Hi Jake, Looks like you are having an interesting journey learning electronics. All the best, Louis

+capriracer351 Thanks. I have found that using 100mA current source to be the best option as you are able to get a better voltage reading and therefore a higher degree of accuracy. Some commercially available Milliohm meters on the market do use 10mA source current but in practice I have found their results to be poor on very low resistance readings below 20 milliohms. The higher the current used the better the accuracy of the results. Of course there may be some difficulties in providing a high value very accurate constant current, but today with the Linear Technology IC LT3092 this is relatively easy up to a maximum current of 200mA. At these levels heat is not really an issue. So to summaries I would recommend you stick with the 100mA.

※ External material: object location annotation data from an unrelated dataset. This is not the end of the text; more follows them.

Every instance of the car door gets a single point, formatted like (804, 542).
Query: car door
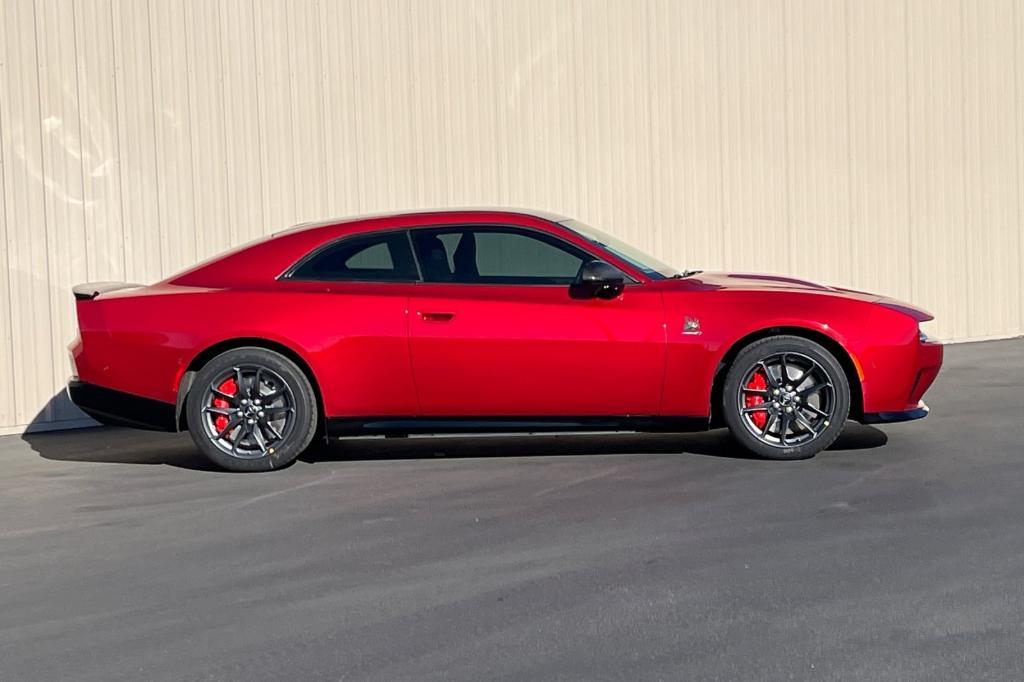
(358, 287)
(495, 332)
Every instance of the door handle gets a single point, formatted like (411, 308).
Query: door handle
(437, 316)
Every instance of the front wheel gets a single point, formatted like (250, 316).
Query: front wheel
(785, 397)
(251, 410)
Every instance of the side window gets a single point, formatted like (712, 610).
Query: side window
(494, 255)
(384, 257)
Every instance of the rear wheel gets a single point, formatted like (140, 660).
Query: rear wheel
(785, 397)
(251, 410)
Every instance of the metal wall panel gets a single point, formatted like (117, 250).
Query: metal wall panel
(868, 143)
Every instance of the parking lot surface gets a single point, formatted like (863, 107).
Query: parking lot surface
(899, 553)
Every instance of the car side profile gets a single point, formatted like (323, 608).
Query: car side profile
(485, 320)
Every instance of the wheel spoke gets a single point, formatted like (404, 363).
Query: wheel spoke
(231, 423)
(816, 411)
(258, 434)
(245, 430)
(803, 377)
(768, 376)
(222, 395)
(785, 420)
(272, 395)
(814, 388)
(239, 382)
(806, 423)
(273, 431)
(254, 389)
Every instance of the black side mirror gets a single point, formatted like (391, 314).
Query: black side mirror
(597, 279)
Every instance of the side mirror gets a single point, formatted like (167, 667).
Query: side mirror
(597, 280)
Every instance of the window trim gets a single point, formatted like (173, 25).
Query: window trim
(292, 269)
(289, 273)
(629, 279)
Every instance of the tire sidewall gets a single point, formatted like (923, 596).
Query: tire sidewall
(305, 409)
(745, 360)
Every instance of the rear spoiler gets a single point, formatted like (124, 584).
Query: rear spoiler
(90, 290)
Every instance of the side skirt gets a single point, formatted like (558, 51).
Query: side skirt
(338, 427)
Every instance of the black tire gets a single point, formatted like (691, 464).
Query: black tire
(796, 422)
(266, 432)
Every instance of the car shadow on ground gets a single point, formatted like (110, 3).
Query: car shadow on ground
(116, 445)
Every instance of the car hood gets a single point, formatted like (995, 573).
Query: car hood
(767, 283)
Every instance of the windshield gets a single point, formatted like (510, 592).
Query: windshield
(649, 265)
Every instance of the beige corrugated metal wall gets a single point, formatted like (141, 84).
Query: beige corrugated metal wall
(868, 143)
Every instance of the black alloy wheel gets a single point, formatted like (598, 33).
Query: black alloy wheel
(785, 397)
(251, 410)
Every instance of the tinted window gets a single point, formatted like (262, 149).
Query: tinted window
(489, 255)
(372, 258)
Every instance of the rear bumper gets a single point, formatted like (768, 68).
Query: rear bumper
(108, 406)
(894, 417)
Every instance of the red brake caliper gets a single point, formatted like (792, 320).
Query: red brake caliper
(758, 382)
(229, 388)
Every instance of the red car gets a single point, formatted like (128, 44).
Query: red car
(477, 321)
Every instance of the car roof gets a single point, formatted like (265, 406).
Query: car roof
(454, 212)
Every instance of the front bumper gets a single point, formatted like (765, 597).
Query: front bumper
(894, 417)
(116, 408)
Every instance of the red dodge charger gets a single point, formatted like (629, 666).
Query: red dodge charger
(476, 321)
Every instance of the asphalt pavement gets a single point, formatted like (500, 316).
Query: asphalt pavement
(898, 554)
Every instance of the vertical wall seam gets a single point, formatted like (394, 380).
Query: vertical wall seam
(6, 222)
(263, 227)
(156, 140)
(117, 141)
(81, 136)
(720, 98)
(1020, 165)
(969, 282)
(909, 166)
(848, 57)
(193, 175)
(786, 154)
(48, 408)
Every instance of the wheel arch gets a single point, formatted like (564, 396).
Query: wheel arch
(835, 347)
(208, 353)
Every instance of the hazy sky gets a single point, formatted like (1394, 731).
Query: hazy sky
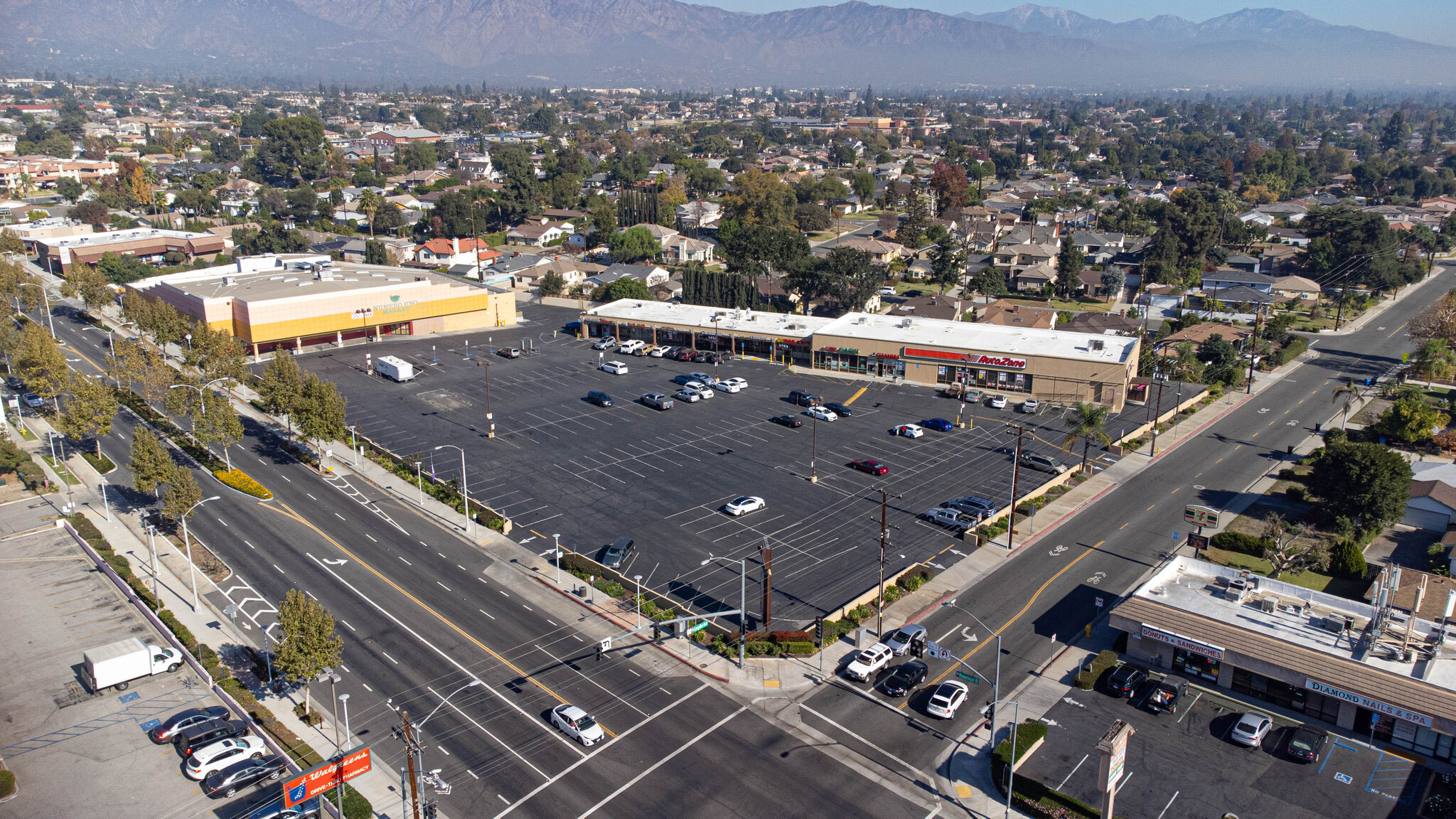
(1432, 21)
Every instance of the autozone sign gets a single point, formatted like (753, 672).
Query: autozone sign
(972, 359)
(323, 777)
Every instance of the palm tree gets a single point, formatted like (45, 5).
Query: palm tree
(1349, 394)
(1086, 422)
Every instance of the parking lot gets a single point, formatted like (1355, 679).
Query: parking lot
(590, 474)
(1350, 778)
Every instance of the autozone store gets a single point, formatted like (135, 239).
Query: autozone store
(1047, 365)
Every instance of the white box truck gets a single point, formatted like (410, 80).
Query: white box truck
(393, 368)
(117, 665)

+MrMonomonster Thanks. The panel meter I used on the project proved to be accurate up to 0.1mV reading. So it was fine what the project set out to do. This panel meters are a little more expensive than some others costing around £8, but worth it.

Thanks. Yes it could be used to measure low resistance of motor winding if you wish.

Hi, I think you would have to make minor changes to the PCB. The INA106 Reference pin is pin1 but on the INA131 it is pin 5. Pins 1 and 8 of the INA131 should be left unconnected. Other than that all the other pin connections are the same. So I think if you make the pin connection changes to the PCB it should work. It would be interesting to see how it functions with the INA131. You would also have to take in to account change to voltage reading on meter. To maintain the same gain error as the INA106 you should use the INA131BP version. If you try it let me know how you get on. Good luck.